More problematic, though, is where exactly this center would be located. The obvious answer might be Capitol Hill, our gay ghetto. Queer pioneers who migrated to the city transformed Capitol Hill, taking advantage of the (then) inexpensive homes and apartments in the neighborhoods around Broadway. Suddenly, we reached critical mass. Our social networks evolved into cultural institutions: Greater Seattle Business Association, Lesbian Resource Center, Seattle Counseling Services, and others. We secured and defended laws in Seattle that prohibited discrimination in employment and housing. We concentrated our political power in the 43rd legislative district, and successful gay candidates ran for the state legislature and the city council. By banding together and creating community around our sexual orientation, we became a potent force.
Even if Center organizers could afford Capitol Hill real estate (they can't), demographic shifts may make it increasingly difficult to claim that this or any other location could be the geographic "heart" of an increasingly integrated gay and lesbian population. Look around.
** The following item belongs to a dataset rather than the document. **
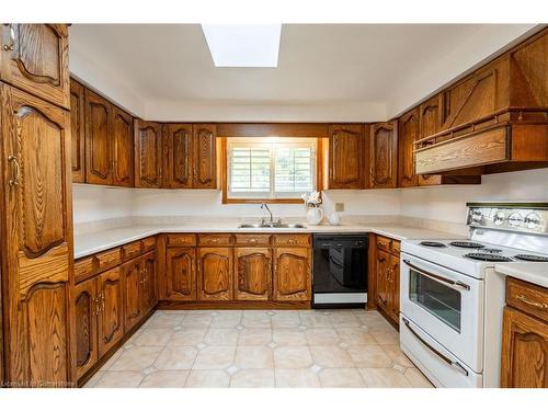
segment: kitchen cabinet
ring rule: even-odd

Pride banners are hanging in West Seattle, Rainier Valley, and Ballard. Same-gender couples are strolling hand-in-hand in Belltown, Wallingford, Fremont, and Queen Anne. Lesbian mommies and gay daddies are moving to Shoreline, Bothell, and Federal Way, where they can afford a home with a large yard in a good school district. We really are everywhere. If assimilation means anything, it means we've outgrown our need for a gay community center.
We certainly no longer need our ghetto. On Capitol Hill, the GLBT community created a culture and a politics as petty as any small town's. We became intolerant of those who defy GLBT community norms. Witness the gasps of horror and disbelief that accompany revelations that one of "our own" is a Republican, or a churchgoer, or a resident of Bellevue. Some of us became as narrow-minded as the people from the hometowns we fled. We stopped paying attention to the one thing that drew us all together and instead noticed the things that made us different. And not surprisingly, we started to fragment along racial, gender, and class lines. The ghetto that had sustained us had become a liability. To some, this fragmentation came as a relief; we could finally become individuals, part of a broader community. "Gay" didn't have to come first, or even second or third. It was simply part of who we were. And it certainly no longer had to proscribe where we lived.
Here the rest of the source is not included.